Lucilene Meireles / 27 de abril de 2016
Foto: Assuero Lima
O mês de abril é dedicado à conscientização sobre a inclusão e a atenção aos pacientes do transtorno do espectro autista (TEA).

“Eu estava tendo uma relação de ódio: eu por ela e ela por mim”. Assim, a dona de casa Waldemira Gomes da Silva resume como era sua vida com a pequena Alexia, de 4 anos, antes de contar com o apoio do Instituto Revertendo o Autismo (IRA), que funciona no município de Cabedelo. Com o trabalho desenvolvido pela equipe multiprofissional, a garota agressiva deu lugar a uma menina carinhosa, que abraça a mãe, sorri o tempo todo e já pronuncia algumas palavras.

Antes de ter o laudo do autismo da filha, Waldemira pensou que ela era hiperativa ou bipolar, porque a mudança de comportamento era muito frequente. Até 2015, o acompanhamento era feito numa policlínica na cidade, mas o médico só passava medicação que não ajudava. “Ela se agitava muito, ficava pior do que era. Suspendi, porque não queria dopá-la. Mas, as coisas continuavam difíceis. Eu estava desesperada, quase desistindo dela e a entregando ao pai. Incentivava, brincava e ela só me agredia”, relatou.

Há pouco mais de um ano, a menina passou a receber atendimento na Funad e foi de lá que saiu o encaminhamento, há nove meses, para o Instituto Revertendo o Autismo (IRA), que ambas frequentam toda quarta-feira. A partir de então, a vida com a filha passou a ser prazerosa. Esse resultado é fruto de uma iniciativa do psicólogo Moisés Anton, que atende na policlínica onde a menina era acompanhada, local onde se conheceram.

Natural. O segredo do tratamento está no estímulo a uma alimentação saudável. “Com doutor Moisés me aconselhando a dar uma alimentação natural, vi a melhora. A agressividade de Alexia diminuiu 60% e, para mim, é um alívio. Ele incentiva melhorar a alimentação das crianças e a evitar medicação”, relatou Waldemira Gomes. Ela acrescentou que percebe a agitação da filha quando come biscoito recheado.

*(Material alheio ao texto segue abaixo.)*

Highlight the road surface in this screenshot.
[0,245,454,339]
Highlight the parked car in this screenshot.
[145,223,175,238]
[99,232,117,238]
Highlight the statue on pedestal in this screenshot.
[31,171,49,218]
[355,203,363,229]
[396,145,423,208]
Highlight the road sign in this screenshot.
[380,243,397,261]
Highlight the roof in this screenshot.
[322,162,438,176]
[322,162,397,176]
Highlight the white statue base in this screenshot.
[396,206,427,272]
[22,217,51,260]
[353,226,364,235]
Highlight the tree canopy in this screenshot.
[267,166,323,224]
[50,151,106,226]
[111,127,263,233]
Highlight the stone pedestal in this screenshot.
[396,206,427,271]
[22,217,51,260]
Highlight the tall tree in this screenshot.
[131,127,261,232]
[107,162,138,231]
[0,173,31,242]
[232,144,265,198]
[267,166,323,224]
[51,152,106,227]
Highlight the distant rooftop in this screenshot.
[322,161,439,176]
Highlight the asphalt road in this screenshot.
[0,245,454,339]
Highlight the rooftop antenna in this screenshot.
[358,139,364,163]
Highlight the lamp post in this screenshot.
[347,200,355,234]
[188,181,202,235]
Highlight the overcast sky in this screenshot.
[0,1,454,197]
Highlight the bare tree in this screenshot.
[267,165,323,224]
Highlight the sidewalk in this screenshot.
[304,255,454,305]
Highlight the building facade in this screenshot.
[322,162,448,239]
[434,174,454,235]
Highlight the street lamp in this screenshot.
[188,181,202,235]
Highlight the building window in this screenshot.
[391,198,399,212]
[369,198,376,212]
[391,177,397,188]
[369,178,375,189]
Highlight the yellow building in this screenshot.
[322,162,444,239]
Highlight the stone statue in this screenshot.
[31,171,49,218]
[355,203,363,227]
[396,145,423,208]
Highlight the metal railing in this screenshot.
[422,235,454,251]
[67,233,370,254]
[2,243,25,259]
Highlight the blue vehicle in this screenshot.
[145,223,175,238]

Conforme o responsável pelo trabalho, a ideia surgiu de uma demanda que foi aparecendo na policlínica onde trabalha. “Começou a aparecer muita mãe com filhos que tinham os sintomas de autismo. Passei a atender, fora da policlínica, as crianças e orientar as mães. Atendia uma vez por mês e fiquei surpreso com as melhoras. Algumas crianças que nunca tinham falado começaram a falar e a ter afetividade com as mães, como Alexia, a perceberem o rosto das mães, quando estavam alegres, tristes”, relatou.

O procotolo sistematizado pelo psicólogo Moisés Anton ficou conhecido nas escolas da cidade, onde foram encontradas outras crianças com o transtorno. Foram feitas palestras com as mães, que aprenderam um pouco mais sobre o problema dos filhos.